User Experience Across Mobility Modes
Why It Matters
Elevating the passenger experience through thoughtful design directly drives higher ridership and revenue, strengthening the financial and environmental case for expanding public transit systems.
Key Takeaways
- •Design directly influences transit ridership and revenue generation
- •Safety, cleanliness, and comfort dominate post‑COVID passenger concerns
- •User‑experience research at SFO informed “Reach” design principles
- •Gensler’s study examined LA Metro, MARTA, WMATA rider typologies
- •Effective wayfinding and amenities boost perceived time value for riders
Summary
The MIT Mobility Forum brought together Professor Jinhua Zhao, Gensler principal Dylan Jones, and Sound Transit’s Julie Montgomery to explore how design shapes user experience across airports, public transit, and electric‑vehicle charging. The discussion centered on Gensler’s research‑driven methodology, which began with the highly profitable SFO terminal redesign and evolved into the "Reach" framework for transit systems, aiming to turn emotional comfort into measurable ridership gains.
Gensler’s recent study targeted three U.S. systems—Los Angeles Metro, Atlanta’s MARTA, and Washington, D.C.’s WMATA—using demographically balanced focus groups and nine distinct journey moments. Participants were segmented into all‑around, regular, social, and senior/disabled riders, revealing that safety, cleanliness, and perceived security dominate post‑COVID decision‑making. Issues such as platform lighting, homelessness, odors, and pandemic‑related health fears emerged as critical barriers, while time‑saving benefits and the ability to work or stream media while riding were repeatedly praised.
Quotes from riders underscored these findings: "Waiting on the platform alone is sketchy," and "The station smells like urine," illustrate how negative sensory cues deter use. Conversely, comments like "I can binge‑watch Netflix and not worry about parking" highlight the value of a comfortable, productive environment. Julie Montgomery emphasized that architecture and public art are integral to crafting these experiences, reinforcing Gensler’s belief that design is the common currency of mobility.

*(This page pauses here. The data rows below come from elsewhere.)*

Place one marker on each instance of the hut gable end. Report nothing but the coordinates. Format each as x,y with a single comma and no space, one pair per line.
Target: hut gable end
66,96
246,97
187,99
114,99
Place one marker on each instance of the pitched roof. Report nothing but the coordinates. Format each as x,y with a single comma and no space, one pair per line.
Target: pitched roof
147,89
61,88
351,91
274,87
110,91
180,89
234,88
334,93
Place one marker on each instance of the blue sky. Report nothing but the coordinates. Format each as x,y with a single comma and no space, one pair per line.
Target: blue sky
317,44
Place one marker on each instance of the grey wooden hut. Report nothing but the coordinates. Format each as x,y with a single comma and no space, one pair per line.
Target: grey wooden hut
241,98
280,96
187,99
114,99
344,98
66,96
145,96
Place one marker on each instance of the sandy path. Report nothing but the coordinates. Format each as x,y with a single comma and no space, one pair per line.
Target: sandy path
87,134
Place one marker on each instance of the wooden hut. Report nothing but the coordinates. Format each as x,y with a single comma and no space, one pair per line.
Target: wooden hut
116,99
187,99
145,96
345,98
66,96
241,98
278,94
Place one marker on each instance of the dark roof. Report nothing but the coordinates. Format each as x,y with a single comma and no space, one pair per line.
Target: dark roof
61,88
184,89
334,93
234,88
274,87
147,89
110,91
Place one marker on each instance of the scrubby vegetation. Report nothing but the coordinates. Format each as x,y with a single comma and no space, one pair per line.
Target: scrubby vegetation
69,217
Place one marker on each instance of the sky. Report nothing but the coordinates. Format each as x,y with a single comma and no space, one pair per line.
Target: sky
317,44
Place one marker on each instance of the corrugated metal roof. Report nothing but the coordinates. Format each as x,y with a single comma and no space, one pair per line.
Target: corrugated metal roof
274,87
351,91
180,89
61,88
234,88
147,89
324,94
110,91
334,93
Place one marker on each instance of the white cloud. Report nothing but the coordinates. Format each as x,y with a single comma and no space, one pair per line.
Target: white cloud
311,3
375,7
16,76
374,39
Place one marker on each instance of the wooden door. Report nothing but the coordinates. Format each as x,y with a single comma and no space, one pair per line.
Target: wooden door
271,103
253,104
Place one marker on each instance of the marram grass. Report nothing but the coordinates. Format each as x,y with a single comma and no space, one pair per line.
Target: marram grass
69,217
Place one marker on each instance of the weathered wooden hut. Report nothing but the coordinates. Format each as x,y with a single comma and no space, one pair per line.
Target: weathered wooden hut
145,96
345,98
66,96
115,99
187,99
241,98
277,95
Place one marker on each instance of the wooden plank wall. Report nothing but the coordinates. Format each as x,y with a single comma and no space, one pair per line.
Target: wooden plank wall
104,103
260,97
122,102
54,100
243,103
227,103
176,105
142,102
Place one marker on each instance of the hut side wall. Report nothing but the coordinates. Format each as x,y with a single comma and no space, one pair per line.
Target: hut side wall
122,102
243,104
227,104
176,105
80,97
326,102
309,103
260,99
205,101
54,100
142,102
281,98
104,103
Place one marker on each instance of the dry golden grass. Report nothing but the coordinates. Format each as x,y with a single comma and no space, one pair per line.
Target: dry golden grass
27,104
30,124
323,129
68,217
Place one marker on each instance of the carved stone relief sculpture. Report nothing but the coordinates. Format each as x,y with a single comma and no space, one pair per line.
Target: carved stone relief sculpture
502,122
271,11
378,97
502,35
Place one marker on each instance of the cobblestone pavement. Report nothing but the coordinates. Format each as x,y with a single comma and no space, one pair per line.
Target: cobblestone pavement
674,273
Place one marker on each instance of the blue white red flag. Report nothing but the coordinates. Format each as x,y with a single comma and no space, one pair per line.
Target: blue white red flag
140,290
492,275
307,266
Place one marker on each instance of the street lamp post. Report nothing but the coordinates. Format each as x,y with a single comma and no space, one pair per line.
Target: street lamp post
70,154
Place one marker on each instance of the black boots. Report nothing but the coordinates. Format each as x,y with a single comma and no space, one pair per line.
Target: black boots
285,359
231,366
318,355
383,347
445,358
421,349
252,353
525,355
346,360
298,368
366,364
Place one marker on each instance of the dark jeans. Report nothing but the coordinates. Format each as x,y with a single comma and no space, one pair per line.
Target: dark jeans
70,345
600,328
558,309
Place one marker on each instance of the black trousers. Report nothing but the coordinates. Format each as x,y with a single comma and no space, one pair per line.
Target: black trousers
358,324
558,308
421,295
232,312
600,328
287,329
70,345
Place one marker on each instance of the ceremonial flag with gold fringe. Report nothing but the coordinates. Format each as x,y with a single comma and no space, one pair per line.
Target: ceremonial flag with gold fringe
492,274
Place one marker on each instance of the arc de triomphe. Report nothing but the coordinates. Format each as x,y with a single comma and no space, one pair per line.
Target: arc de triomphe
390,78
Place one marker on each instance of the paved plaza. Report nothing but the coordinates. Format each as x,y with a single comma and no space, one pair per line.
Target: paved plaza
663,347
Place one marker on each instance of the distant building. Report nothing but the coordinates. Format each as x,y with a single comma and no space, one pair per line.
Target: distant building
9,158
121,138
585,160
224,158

The implications are clear: transit agencies that prioritize user‑experience design—through safety‑focused lighting, rigorous cleanliness standards, intuitive wayfinding, and amenity‑rich spaces—can boost ridership, secure political support, and generate broader societal benefits such as reduced congestion and improved air quality. Integrating design research into planning processes is no longer optional; it is a strategic lever for the future of sustainable urban mobility.